Può esistere una NATO senza gli USA ?

(Carlo Rebecchi)

A Bruxelles, quartier generale della Nato, la consegna è quella del silenzio, la parola d’ordine è: “mantenere la calma”. Le affermazioni di Donald Trump che gli Stati Uniti potrebbero uscire dalla Nato perché l’Alleanza atlantica “è una tigre di carta, e anche Putin lo sa”, non vengono commentate ufficialmente: al massimo c’ è chi, senza essere citato, osserva che quelle di Trump sono spesso “provocazioni”. E, mentre nel Golfo lo Stretto di Hormuz continua ad essere vietato alle petroliere “nemiche”, cioè battenti le bandiere dei paesi amici degli Stati Uniti e i bombardamenti continuano a colpire quel che resta da distruggere in Iran, il regime degli ayatollah resiste ai ripetuti appelli al dialogo che il presidente degli Stati Uniti alterna alle minacce più estreme.

Il fatto che Trump ”consideri seriamente il ritiro dalla Nato” è volutamente tenuto basso mentre, però, si lavora – Nato e Unione Europea insieme – a una prospettiva che permetta di mettere rimedio ai guai prodotti proprio dal presidente degli Stati Uniti e dal suo alleato, Israele, con la spedizione “punitiva”, e per gli europei “fuorilegge”, contro l’Iran.
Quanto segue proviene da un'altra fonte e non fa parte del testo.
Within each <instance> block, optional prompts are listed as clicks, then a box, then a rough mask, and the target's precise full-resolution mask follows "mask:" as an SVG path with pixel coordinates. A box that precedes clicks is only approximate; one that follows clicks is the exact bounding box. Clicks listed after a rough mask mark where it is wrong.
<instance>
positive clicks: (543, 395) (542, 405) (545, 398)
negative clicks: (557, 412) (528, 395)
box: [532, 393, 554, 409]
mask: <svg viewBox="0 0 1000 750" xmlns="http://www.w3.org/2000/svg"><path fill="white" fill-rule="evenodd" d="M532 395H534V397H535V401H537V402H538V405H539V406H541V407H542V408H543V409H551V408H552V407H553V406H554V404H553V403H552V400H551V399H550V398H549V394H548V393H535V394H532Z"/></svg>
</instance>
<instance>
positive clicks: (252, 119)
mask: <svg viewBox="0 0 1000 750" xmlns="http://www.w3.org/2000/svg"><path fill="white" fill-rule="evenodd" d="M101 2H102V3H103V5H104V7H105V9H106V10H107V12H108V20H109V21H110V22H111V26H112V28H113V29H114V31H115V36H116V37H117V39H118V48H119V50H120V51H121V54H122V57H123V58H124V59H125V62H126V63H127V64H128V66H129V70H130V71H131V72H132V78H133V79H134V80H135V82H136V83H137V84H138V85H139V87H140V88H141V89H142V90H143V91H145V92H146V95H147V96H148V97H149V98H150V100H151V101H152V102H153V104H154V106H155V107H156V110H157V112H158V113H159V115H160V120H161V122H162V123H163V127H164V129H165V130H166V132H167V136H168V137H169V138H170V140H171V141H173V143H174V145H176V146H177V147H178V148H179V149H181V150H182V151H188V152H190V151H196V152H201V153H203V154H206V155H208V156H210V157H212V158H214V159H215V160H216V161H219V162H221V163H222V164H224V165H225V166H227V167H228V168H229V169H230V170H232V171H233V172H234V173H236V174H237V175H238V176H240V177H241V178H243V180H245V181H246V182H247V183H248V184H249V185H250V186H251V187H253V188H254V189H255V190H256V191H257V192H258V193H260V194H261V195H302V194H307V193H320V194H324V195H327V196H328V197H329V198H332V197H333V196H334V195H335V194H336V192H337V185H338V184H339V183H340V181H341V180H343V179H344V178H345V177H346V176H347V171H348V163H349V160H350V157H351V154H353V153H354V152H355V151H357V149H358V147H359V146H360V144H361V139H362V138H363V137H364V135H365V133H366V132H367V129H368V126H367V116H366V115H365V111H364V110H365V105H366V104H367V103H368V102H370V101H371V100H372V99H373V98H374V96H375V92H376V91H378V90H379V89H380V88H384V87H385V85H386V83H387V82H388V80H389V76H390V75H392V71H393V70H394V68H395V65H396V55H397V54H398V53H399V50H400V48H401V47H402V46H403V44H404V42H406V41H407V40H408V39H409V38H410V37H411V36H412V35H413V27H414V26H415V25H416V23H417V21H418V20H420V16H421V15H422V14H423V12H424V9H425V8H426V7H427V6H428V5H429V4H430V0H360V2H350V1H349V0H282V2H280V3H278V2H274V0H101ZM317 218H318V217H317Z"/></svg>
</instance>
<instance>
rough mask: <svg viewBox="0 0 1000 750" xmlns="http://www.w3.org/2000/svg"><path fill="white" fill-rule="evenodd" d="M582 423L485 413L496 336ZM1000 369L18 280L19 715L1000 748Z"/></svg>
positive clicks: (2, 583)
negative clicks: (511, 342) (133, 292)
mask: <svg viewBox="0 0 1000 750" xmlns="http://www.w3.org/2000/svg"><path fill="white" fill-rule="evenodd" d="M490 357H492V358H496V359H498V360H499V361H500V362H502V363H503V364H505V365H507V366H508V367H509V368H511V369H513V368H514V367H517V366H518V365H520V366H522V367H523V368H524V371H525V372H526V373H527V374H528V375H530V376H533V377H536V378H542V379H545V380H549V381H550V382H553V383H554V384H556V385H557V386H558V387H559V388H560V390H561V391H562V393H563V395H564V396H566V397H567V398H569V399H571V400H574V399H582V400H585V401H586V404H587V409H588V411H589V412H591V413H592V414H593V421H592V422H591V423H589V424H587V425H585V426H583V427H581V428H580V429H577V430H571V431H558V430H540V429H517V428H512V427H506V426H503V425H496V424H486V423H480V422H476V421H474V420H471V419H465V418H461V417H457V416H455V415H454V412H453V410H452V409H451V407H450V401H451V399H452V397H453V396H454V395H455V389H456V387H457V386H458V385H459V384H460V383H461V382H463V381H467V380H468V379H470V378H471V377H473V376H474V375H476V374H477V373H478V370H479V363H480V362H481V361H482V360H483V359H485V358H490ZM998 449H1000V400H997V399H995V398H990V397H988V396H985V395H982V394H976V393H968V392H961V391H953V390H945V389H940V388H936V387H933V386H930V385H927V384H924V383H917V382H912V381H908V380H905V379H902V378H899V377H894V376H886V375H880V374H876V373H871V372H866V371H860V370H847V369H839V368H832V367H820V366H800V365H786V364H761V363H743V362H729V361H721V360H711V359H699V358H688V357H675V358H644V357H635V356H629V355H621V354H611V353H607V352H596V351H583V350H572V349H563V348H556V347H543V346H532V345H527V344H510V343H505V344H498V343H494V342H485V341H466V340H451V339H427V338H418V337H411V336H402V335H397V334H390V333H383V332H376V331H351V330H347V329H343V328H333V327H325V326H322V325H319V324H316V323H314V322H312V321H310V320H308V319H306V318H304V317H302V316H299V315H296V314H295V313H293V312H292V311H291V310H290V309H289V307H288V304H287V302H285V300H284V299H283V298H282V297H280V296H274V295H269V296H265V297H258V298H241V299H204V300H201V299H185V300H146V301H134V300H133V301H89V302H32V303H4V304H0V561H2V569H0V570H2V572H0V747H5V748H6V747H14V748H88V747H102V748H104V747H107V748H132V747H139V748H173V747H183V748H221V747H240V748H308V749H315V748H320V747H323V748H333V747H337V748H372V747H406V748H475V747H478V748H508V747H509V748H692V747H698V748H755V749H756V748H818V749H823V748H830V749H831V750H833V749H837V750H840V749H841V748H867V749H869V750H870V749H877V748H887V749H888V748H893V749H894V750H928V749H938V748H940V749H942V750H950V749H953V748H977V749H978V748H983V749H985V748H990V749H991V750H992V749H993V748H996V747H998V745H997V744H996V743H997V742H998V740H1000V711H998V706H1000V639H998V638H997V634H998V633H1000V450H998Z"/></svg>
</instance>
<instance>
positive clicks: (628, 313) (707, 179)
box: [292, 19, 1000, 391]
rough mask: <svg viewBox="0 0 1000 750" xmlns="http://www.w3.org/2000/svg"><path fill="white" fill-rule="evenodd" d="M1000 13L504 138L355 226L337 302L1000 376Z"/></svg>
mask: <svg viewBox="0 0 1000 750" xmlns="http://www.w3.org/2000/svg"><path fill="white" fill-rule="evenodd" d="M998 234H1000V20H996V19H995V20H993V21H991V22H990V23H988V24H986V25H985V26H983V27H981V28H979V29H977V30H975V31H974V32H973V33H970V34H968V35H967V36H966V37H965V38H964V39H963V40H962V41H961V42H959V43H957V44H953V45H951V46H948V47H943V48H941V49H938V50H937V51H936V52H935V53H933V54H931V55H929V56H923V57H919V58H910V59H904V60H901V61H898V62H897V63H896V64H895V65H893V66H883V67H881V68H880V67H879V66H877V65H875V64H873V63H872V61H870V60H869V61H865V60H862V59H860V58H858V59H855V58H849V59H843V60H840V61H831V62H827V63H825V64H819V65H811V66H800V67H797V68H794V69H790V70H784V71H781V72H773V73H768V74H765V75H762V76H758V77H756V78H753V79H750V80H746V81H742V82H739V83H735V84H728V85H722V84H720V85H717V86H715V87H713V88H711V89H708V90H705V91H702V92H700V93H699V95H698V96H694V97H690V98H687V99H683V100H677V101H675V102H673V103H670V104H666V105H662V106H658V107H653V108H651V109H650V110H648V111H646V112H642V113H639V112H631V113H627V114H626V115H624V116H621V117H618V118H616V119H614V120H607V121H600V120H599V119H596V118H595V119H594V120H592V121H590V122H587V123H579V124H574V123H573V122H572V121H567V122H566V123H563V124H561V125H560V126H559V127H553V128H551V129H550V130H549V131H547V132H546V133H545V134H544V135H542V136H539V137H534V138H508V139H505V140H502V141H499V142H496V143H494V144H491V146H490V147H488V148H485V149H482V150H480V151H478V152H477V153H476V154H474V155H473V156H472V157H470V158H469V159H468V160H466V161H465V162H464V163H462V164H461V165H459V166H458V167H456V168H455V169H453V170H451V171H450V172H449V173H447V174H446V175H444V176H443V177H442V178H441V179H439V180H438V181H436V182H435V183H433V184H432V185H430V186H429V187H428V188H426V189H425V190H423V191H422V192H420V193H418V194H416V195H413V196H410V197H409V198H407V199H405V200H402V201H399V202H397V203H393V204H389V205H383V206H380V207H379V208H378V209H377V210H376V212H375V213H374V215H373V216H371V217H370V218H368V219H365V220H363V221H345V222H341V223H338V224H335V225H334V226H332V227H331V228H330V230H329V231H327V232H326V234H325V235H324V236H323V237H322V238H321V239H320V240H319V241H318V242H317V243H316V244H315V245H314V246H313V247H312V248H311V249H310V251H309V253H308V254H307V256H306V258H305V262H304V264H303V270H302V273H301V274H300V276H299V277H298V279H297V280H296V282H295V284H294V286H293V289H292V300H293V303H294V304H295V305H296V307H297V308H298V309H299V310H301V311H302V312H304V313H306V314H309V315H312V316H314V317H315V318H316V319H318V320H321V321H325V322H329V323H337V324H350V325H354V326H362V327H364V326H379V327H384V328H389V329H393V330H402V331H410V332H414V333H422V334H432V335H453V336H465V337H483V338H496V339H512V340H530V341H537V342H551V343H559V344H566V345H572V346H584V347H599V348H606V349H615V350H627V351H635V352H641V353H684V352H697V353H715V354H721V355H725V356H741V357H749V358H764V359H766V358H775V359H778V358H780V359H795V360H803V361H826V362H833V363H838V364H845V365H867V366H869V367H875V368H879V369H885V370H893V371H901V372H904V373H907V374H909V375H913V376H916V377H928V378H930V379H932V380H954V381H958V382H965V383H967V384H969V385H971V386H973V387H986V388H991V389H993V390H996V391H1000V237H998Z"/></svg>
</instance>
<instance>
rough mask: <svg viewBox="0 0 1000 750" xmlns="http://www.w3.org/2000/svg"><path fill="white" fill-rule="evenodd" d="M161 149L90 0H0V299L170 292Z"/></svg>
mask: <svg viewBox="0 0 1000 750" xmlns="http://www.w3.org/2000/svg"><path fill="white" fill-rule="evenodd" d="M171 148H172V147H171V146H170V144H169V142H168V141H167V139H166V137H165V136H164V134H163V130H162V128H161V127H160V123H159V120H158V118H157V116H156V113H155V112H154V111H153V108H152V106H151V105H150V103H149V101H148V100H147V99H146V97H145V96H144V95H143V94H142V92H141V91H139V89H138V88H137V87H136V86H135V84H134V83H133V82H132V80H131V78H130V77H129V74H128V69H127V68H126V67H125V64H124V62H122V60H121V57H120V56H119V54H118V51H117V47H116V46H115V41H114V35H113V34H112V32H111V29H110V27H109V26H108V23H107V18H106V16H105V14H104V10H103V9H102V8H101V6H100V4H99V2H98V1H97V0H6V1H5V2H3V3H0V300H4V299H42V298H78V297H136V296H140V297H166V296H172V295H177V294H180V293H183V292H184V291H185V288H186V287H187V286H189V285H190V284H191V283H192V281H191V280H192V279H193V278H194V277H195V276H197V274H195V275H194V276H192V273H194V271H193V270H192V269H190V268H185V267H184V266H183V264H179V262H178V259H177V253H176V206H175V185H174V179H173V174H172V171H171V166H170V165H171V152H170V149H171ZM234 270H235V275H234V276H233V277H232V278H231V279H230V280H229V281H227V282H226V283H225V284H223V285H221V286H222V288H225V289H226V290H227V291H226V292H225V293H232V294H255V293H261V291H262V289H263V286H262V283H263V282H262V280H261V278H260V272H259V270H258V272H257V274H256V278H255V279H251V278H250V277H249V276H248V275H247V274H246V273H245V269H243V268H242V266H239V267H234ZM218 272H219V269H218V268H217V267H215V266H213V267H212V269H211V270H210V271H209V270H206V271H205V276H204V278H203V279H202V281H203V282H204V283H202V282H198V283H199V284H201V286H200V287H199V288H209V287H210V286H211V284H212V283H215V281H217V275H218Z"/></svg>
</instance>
Guai che sono la chiusura dello Stretto di Hormuz, gli attacchi indiscriminati contro le basi ma anche la popolazione civile iraniana che hanno già fatto più di mille morti, l’allargamento del conflitto a tutti i paesi del Golfo e la distruzione e il blocco di molti impianti petroliferi e di gas liquido.

Non si drammatizzano dunque le intemperanze di Trump, anche perché l’Alleanza è un’organizzazione talmente strutturata che neppure il presidente del Paese più potente del mondo, gli Stati Uniti, “può chiudere baracca” su due piedi. Ci sono già stati precedenti – l’uscita della Francia negli anni cinquanta, quella più recente della Grecia – e l’Alleanza non ne ha risentito. D’altra parte, uscire dalla Nato può avere due significati. Può voler dire uscire da tutto il mondo atlantico, cosa che richiederebbe tempi lunghissimi e soprattutto un’attenta valutazione di quel che si guadagna o si perde.

Oppure potrebbe tradursi nella semplice uscita dal “sistema integrato di difesa”, come vede la Francia. Trump non ha mai precisato quale sarebbero a questo proposito le sue intenzioni. E agli esperti di alleanza atlantica, da noi consultati, risulterebbe che per quasi tutti i massimi dirigenti militari e della sicurezza americani la presenza della Nato accanto agli Stati Uniti è “fondamentale” per entrambi. “E poi – ha concluso uno degli esponenti atlantici interrogati – se proprio gli Usa dovessero uscire dalle Nato, perché non potrebbe la Nato continuare ad essere senza gli americani?”.

Che si vada verso una crisi economica “che potrebbe essere senza precedenti” lo dicono tutti gli analisti. E mentre Trump continua a essere incerto sul da farsi, non avendo forse il coraggio di riaprire Hormuz attraverso una guerra di terra, gli europei, come afferma un diplomatico dell’Unione, “cercano di salvare il salvabile”. E cioè di organizzarsi per vedere come “coordinare la protezione delle rotte commerciali globali a fronte del conflitto in Madio Oriente”, ha precisato il premier britannico Starmer che, a questo scopo, ospiterà entro questa settimana a Londra un vertice multinazionale cui parteciperanno oltre trenta paesi.

La proposta è frutto dell’iniziativa diplomatica, oltre che della Gran Bretagna, di Francia, Germania, Olanda e Italia. In sede europea ci si auspica che vengano chiariti i fini perseguiti dalla missione militare israelo-statunitense in modo da poter prendere decisioni su basi di diritto condivise. Al centro dell’attenzione ci sarà ovviamente “quel che si può fare” per far calare la tensione sul fronte della guerra sia con l’Iran sia  di quella, più specificatamente israeliana, con il Libano, dove lo scontro tra Israele e gli Hezbollah ha già provocato più di un milione di sfollati costretti a spostarsi verso le rovine di Gaza.